- Theatrical release poster
- Directed by: Kathir Raven S
- Written by: Kausalya Nawaratnam
- Produced by: S. Hari Uthraa
- Starring: Kathir Raven S; Chandhine Kaur; Maya Glammy; Nanthakumar NKR;
- Cinematography: Yehganesh Nair
- Music by: Hari Maaran
- Production companies: Uthraa Productions More Four Production
- Release date: 14 February 2025;
- Country: India
- Language: Tamil

= Kanneera =

2025 Indian family drama film

Kanneera is a 2025 Indian Tamil-language romantic, family drama film directed by Kathir Raven S. The film stars Kathir Raven S and Chandhine Kaur in the lead roles, alongside Maya Glammy and Nanthakumar NKR. The film was produced by S. Hari Uthraa under the banner of Uthraa Productions and More Four Production.
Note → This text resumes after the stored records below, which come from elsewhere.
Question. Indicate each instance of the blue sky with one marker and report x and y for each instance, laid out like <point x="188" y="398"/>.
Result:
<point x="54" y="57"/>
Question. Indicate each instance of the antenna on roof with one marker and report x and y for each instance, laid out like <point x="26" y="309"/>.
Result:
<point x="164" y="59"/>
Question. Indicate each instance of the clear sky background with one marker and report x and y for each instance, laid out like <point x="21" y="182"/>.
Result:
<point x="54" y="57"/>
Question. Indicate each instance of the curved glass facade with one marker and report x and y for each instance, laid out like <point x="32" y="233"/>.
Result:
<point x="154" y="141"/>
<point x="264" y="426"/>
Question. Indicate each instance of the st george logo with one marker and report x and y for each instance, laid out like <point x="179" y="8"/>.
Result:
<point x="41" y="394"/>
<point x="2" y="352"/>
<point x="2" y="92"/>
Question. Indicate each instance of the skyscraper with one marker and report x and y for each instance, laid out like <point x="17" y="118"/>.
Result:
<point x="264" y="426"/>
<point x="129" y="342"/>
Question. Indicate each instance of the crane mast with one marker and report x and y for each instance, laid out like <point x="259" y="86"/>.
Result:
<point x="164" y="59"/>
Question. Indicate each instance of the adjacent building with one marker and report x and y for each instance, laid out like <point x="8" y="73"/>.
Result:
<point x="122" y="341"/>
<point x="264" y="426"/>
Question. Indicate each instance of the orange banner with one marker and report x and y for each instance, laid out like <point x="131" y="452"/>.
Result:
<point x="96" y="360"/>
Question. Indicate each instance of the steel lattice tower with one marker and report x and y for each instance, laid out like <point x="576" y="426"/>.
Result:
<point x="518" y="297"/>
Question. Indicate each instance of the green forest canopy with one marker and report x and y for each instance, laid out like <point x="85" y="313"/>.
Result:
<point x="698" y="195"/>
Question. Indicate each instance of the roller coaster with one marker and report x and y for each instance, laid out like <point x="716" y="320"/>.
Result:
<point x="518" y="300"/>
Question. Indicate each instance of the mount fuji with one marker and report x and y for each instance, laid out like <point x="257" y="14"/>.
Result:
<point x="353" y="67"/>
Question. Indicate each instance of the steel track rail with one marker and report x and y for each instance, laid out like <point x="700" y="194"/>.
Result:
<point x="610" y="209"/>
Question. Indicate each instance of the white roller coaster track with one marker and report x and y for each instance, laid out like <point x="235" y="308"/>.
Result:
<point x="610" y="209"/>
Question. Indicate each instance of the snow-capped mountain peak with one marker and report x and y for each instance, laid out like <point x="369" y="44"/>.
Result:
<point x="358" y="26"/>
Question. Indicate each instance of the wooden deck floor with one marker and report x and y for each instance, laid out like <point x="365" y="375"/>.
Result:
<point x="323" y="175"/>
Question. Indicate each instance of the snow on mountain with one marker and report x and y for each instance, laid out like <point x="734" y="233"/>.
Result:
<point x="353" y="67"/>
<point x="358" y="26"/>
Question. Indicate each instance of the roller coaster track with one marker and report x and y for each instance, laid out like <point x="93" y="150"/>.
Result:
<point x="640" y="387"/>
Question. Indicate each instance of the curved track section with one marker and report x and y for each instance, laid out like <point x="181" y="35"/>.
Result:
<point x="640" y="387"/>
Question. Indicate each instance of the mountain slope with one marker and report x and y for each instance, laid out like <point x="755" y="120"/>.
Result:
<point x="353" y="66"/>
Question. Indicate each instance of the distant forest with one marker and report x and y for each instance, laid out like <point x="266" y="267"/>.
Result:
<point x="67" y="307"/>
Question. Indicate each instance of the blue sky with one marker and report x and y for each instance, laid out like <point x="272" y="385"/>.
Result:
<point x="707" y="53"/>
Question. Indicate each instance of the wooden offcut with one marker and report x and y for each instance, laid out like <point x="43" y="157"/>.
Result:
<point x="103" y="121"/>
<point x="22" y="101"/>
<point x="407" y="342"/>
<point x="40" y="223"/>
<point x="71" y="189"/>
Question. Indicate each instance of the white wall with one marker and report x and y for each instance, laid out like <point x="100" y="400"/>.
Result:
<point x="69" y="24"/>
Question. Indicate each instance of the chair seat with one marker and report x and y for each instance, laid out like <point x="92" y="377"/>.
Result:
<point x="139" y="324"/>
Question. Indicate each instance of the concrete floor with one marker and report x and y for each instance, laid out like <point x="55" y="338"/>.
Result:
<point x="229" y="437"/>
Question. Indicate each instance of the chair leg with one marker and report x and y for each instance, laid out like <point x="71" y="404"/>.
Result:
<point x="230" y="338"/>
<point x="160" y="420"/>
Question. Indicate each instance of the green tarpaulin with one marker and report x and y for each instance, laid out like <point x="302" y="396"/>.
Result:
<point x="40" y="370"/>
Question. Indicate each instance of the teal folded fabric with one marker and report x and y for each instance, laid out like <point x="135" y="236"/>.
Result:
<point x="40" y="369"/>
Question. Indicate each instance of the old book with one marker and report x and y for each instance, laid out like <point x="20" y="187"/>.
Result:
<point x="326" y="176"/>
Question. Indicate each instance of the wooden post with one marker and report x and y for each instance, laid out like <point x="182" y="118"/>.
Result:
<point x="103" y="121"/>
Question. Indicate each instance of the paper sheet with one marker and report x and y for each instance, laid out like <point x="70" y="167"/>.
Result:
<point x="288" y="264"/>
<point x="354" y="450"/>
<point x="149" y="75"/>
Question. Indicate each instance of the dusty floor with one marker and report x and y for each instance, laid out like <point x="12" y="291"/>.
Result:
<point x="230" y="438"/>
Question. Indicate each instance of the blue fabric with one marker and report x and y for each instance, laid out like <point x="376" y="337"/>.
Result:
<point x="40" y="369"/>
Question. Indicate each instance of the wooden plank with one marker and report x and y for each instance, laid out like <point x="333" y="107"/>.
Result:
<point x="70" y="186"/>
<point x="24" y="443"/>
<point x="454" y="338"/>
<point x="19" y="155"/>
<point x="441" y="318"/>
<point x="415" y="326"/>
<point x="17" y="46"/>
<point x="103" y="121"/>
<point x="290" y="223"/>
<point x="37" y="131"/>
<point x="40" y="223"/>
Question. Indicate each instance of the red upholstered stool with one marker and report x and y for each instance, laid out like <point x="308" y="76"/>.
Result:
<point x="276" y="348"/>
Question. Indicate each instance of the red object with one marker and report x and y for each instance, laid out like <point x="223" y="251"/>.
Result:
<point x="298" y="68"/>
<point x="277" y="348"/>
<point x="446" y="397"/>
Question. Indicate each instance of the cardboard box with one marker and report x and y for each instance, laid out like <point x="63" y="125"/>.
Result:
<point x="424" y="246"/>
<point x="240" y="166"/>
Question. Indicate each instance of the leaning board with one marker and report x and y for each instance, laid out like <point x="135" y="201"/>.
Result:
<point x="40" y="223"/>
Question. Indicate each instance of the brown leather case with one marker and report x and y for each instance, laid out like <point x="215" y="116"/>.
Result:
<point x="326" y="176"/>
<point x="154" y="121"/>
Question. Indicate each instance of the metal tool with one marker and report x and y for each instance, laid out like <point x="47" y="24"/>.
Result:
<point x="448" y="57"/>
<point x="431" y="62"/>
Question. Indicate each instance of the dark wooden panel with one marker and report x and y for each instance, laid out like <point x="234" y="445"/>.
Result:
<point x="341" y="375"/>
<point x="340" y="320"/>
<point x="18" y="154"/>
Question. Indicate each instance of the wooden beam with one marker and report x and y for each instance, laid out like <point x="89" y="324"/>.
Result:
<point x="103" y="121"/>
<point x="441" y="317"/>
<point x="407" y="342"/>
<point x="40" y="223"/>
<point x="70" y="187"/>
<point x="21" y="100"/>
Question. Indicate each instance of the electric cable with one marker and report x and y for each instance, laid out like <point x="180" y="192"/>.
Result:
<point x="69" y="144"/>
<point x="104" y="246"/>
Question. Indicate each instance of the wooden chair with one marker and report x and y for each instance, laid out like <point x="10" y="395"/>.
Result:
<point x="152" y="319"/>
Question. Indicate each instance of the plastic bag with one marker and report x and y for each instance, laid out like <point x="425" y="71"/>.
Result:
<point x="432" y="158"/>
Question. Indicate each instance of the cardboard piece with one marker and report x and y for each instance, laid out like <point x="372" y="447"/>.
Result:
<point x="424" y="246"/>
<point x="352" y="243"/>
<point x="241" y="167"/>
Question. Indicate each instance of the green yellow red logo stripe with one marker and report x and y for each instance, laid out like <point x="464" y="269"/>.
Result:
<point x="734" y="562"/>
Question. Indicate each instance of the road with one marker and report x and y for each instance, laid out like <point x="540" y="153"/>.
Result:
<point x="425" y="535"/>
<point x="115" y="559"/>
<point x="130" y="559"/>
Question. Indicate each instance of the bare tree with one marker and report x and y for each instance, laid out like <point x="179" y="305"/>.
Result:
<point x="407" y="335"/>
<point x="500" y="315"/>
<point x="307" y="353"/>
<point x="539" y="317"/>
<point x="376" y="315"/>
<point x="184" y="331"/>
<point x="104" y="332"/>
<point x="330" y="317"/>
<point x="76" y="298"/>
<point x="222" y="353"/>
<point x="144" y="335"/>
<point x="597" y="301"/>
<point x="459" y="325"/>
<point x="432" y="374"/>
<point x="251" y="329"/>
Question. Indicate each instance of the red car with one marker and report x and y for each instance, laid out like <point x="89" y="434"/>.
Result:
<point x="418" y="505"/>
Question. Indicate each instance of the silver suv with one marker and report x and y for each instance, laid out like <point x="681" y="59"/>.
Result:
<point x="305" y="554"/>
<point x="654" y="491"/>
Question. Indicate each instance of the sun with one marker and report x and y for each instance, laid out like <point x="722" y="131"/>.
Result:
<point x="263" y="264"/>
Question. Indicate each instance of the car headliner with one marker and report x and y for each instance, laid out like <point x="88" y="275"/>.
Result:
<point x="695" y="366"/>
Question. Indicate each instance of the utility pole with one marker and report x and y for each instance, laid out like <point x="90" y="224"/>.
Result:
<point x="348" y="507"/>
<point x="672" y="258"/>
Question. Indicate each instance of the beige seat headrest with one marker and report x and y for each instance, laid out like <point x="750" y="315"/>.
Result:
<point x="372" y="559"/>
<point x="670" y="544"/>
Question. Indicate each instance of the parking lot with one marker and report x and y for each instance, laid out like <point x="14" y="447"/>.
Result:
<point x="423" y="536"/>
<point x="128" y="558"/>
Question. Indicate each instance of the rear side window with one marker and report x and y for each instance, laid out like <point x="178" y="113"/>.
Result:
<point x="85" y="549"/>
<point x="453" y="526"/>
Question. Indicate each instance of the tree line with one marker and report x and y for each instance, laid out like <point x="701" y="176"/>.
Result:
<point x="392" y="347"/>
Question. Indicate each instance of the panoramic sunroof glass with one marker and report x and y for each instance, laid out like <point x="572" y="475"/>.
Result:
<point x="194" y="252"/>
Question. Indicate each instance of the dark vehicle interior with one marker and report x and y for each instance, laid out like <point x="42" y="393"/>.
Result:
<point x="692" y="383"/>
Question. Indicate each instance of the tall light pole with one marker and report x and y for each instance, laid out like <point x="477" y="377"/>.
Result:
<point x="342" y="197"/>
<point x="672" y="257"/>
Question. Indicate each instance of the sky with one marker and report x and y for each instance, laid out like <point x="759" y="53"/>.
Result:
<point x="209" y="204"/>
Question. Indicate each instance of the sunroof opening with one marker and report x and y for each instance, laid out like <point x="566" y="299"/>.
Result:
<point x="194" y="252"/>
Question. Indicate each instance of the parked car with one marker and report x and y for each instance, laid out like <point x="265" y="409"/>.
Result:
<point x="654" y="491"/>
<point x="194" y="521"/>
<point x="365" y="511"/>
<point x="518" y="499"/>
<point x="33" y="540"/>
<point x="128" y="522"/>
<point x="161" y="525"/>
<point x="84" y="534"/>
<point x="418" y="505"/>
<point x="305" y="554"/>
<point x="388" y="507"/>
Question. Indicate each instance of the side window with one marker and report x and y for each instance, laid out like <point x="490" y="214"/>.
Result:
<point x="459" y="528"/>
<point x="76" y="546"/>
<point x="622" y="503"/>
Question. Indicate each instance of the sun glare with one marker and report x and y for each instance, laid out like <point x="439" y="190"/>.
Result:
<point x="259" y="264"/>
Kanneera was released in theatres on 14 February 2025.

== Cast ==
- Kathir Raven S
- Chandhine Kaur
- Maya Glammy
- Nanthakumar NKR

== Production ==
The film is directed by Kathir Raven S and written by Kausalya Nawaratnam. Yehganesh Nair is the cinematographer, and Hari Maaran is the music composer.

== Reception ==
A Dina Thanthi critic stated that "Director Kathiraven captures attention by presenting the conflicting love problems of the two couples in an interesting way with twists and turns". Anupama Subramanian of Deccan Chronicle rated it two out of five.